Our confidence in DMAC’s management team to bring a potentially life-saving stroke drug to market has significantly diminished since we last wrote. We have now witnessed three separate times where management exhibited poor execution in running a successful drug trial. First, with allowing the wrong population groups into their REDUX Kidney trial. Second, not understanding that the change in IV bags could cause a major change in the effective dose the patient receives. Thirdly, not fully understanding what the FDA wanted to lift the clinical pause and further delaying the entire operation.
While we still firmly believe that DM199 could be a revolutionary drug that leads to billions in revenue on a yearly basis, we are not sure if the current management team has the capabilities to successfully bring it to market. For us to change our stance, we would need to see clean and clear execution of getting the ReMEDy trial off hold and better enrollment numbers once it restarts. We believe it is also important to point out that CEO Rick Pauls’ open market purchase for 20,000 shares in November is a positive sign. We view it as a strong initial step in restoring investor confidence.
DMAC is currently a pre-revenue company and therefore burning cash. What this means is DMAC can only go as far as its cash runway allows it to. DMAC ended 3Q with $36.1M in cash and is currently burning ~$3M a quarter. This puts DMAC’s current cash runway at 12 quarters. This is a solid position, as DMAC has no immediate need to raise more capital in order to fund its operations. However, with the pause in the trial and the additional data they need to provide to the FDA – this could accelerate the cash burn and further put pressure on the stock.
The Bull Case and Final Thoughts
While we have turned decisively neutral in our view and hold a “wait and see” perspective on DMAC, the bull thesis we originally laid out is still in play. DM199, if approved, still stands to capitalize on a multi-billion dollar market that is craving for innovation. The stock is de-risked in the sense that it is currently trading at cash, meaning the market capitalization is roughly equal to the cash. However, that cash will continually shrink into the future which will continually drag down the market capitalization if the correlation between the two remain.

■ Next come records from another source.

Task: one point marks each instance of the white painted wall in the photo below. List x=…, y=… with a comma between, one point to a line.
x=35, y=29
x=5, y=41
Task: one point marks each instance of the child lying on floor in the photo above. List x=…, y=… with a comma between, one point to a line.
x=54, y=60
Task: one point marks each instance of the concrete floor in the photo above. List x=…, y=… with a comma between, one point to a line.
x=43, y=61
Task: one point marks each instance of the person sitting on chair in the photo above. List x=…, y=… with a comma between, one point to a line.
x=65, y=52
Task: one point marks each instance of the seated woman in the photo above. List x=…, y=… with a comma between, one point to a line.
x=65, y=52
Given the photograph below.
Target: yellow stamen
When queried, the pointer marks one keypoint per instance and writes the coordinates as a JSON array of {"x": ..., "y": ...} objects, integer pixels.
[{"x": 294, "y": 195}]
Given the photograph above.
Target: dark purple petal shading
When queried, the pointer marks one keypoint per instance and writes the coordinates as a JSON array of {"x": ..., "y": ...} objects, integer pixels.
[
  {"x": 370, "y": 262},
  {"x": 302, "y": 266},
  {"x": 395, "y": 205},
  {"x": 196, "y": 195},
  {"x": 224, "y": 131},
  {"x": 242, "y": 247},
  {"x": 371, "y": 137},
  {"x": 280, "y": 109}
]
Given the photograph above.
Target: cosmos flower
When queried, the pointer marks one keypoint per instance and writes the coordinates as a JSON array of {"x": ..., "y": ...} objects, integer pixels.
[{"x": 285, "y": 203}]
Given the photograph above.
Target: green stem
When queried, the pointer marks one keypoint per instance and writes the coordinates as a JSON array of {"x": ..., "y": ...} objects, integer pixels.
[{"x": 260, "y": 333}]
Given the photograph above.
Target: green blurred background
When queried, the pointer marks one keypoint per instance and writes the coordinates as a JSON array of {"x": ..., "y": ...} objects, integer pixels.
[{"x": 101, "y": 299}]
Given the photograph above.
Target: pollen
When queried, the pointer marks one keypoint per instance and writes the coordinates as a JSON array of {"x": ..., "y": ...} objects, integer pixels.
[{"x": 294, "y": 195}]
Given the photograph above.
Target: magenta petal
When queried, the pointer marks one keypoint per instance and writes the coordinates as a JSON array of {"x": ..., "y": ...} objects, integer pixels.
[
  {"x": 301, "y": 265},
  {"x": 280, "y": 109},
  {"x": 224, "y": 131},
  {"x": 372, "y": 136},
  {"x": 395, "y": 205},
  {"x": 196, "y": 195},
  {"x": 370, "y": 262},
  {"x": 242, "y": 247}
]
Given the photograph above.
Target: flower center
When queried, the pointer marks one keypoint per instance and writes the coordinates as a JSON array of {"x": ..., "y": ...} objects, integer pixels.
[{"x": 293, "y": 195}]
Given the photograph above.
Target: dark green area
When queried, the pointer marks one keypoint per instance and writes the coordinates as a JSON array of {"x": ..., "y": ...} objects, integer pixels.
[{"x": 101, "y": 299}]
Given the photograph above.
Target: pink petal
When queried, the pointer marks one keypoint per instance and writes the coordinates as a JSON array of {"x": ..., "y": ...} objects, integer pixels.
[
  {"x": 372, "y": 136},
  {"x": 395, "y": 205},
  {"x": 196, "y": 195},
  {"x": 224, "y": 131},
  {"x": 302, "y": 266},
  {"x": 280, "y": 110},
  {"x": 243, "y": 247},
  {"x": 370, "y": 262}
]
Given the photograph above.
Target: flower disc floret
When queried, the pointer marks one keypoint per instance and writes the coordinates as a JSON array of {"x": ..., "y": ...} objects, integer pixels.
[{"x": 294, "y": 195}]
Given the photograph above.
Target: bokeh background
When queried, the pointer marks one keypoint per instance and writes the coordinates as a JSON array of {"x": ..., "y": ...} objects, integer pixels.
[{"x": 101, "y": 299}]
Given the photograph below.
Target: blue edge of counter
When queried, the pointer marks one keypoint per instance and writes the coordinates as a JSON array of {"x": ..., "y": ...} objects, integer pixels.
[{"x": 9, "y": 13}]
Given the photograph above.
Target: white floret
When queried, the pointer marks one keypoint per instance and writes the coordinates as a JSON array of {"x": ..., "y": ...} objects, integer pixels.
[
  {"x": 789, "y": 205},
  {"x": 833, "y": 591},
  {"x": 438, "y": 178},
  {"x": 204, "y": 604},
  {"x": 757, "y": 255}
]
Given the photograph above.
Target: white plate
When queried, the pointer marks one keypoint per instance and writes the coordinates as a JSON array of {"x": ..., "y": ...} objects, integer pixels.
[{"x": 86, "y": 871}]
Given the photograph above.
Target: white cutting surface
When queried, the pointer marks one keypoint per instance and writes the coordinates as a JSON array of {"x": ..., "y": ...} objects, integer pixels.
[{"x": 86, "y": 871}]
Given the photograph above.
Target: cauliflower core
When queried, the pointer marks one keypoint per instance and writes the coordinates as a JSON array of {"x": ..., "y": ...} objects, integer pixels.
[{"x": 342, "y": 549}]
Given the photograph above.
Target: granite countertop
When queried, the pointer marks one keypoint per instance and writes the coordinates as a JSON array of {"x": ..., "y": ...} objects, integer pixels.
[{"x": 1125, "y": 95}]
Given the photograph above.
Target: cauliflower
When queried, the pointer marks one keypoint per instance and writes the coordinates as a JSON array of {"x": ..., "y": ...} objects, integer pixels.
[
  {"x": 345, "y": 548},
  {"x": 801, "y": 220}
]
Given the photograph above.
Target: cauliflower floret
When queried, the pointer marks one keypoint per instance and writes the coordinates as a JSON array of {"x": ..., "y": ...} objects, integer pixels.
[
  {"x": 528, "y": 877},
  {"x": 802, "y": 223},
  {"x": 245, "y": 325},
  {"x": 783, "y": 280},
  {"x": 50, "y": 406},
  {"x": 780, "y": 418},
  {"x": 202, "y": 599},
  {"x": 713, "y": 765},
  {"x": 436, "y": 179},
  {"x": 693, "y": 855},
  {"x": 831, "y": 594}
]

DMAC has been left for dead by investors and the market is pricing in a failure of the business. While the potential value of what DM199 could be is still intact, the roadmap for realizing that value has increasingly become more difficult. Along with that, our confidence in a clean and successful execution by management of that roadmap to value realization has been diminished significantly. Executive leadership in the microcap space is vital. For that reason, we will remain on the sidelines until our confidence in the ability to successfully execute the ReMEDy trial is restored.